Jared Mott, IWLA Conservation Director
Outdoor America 2020 Issue 2
Glacier National Park - credit Jacob W Frank, U.S. National Park Service

In June 2020, the U.S. Senate passed S.3422, the Great American Outdoors Act, on a bipartisan vote of 73 to 25. This groundbreaking legislation will fully fund the Land and Water Conservation Fund (LWCF) with $900 million every year. Additionally, S.3422 will set aside billions of dollars to address maintenance backlogs on America’s 640 million acres of public lands. Identical legislation has been introduced in the House of Representatives.

The Land and Water Conservation Fund is the primary mechanism through which local, state, and federal agencies acquire and consolidate land for public use and benefit (including for outdoor recreation) and conserve natural resources. LWCF is funded through royalties from federal offshore leases of publicly owned oil and gas deposits, not by taxpayers. Under longstanding federal law, LWCF can distribute up to $900 million annually; however, Congress has typically allocated significantly less every year. By providing full funding (which means the full $900 million will be available to states, the U.S. Forest Service, the National Park Service, and other land management agencies without Congress having to appropriate the funds each year), the Senate has recognized the extraordinary value that comes from the conservation and outdoor recreation opportunities generated by LWCF.

In addition, the legislation establishes the National Parks and Public Lands Legacy Fund, which would direct up to $9.5 billion in revenue from mineral leases offshore and on public lands over five years to address priority repairs in national parks and other public lands. The National Park Service would receive 70 percent of Fund proceeds; the U.S. Forest Service would receive 15 percent; and the U.S. Fish and Wildlife Service, the Bureau of Land Management, and Bureau of Indian Education schools would each receive five percent.

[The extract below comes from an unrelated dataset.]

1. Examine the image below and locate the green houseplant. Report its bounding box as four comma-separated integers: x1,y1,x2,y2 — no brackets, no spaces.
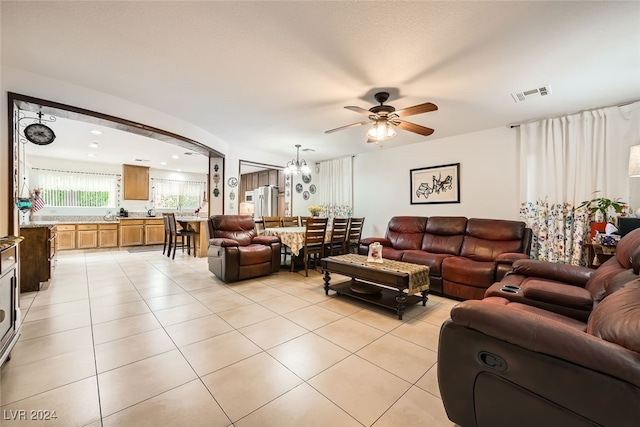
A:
578,191,627,242
578,191,627,222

Ensuring that LWCF is fully funded at $900 million annually has been a public policy priority for the Izaak Walton League for decades. The League played a pivotal role in the creation of LWCF more than 50 years ago and has proudly watched it become our nation’s most successful conservation program, even as it was chronically underfunded.

As “Outdoor America” went to press, momentum was growing for the House of Representatives to pass the Great American Outdoors Act and send it to President Trump to be signed into law.